While collars may also provide a modicum of protection against climbing cutworms, the wise gardener won't count on this defense. These acrobatic pests are best controlled by methodically plucking them off your plants by hand and then destroying them by foot . . . or by treating your garden with Bacillus thuringiensis.

Cutworms can also be at least partially controlled by encouraging the presence of natural predators and parasites in your garden. Birds love to scratch the ground looking for these plump morsels; ground beetles-those black or brown, somewhat flattened beetles that live under stones and debris-hunt cutworms at night and can put a sizable dent in their numbers; and the tiny wasp Trichogramma minutum deposits its eggs among the eggs of the cutworm moth so that the newly hatched wasp larvae can feed upon the embryos inside the unhatched moth eggs.

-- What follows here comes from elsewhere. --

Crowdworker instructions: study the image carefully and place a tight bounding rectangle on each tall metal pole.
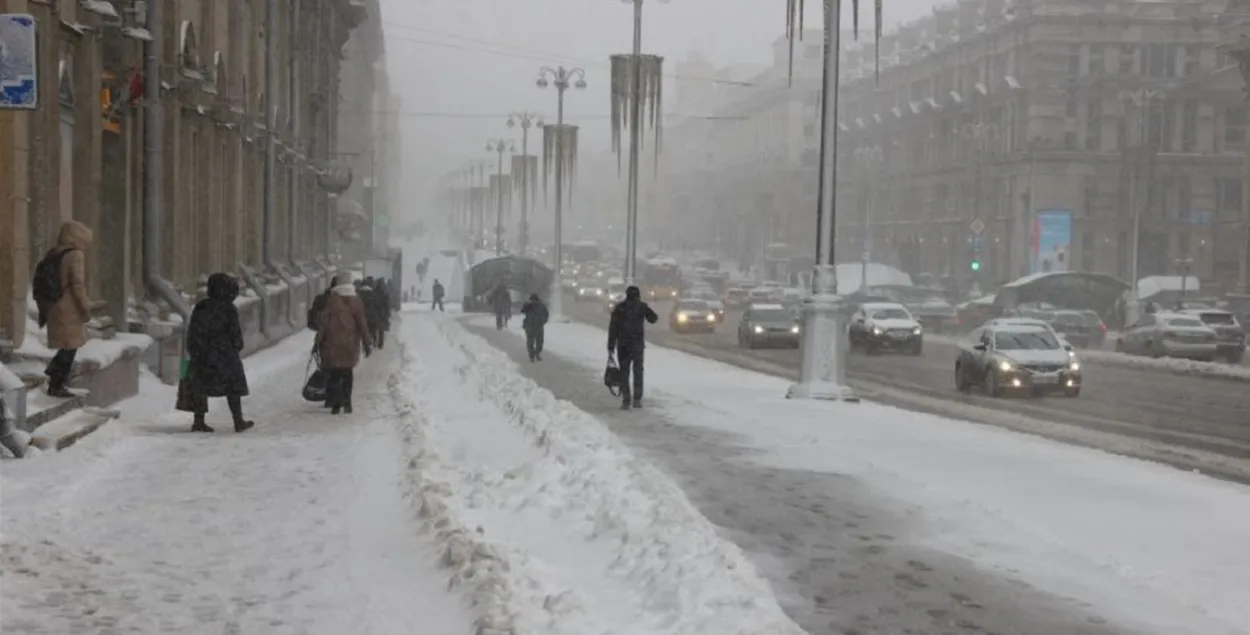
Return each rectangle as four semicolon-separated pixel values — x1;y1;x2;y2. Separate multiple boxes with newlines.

Also, since the owlet moths most often deposit their eggs in ground debris, cleaning your garden area of weeds and mulch each autumn will help minimize cutworm damage the following spring by reducing the number of miller larvae hatching in and near your vegetable patch.

Finally, deep plowing or tilling, combined with slightly delayed planting in the spring, can be a highly effective deterrent to cutworm infestation. The tilling will destroy a great many hibernating (second season) cutworms, while simultaneously removing the tender young weed seedlings that any newly hatched survivors of the tilling will need to nurse them through their first few days of life.

As our hypothetical horticulturist discovered, cutworms are among the most destructive of garden pests. But, by combining commonsense organic battle tactics with tenacity, the little blighters can be defeated.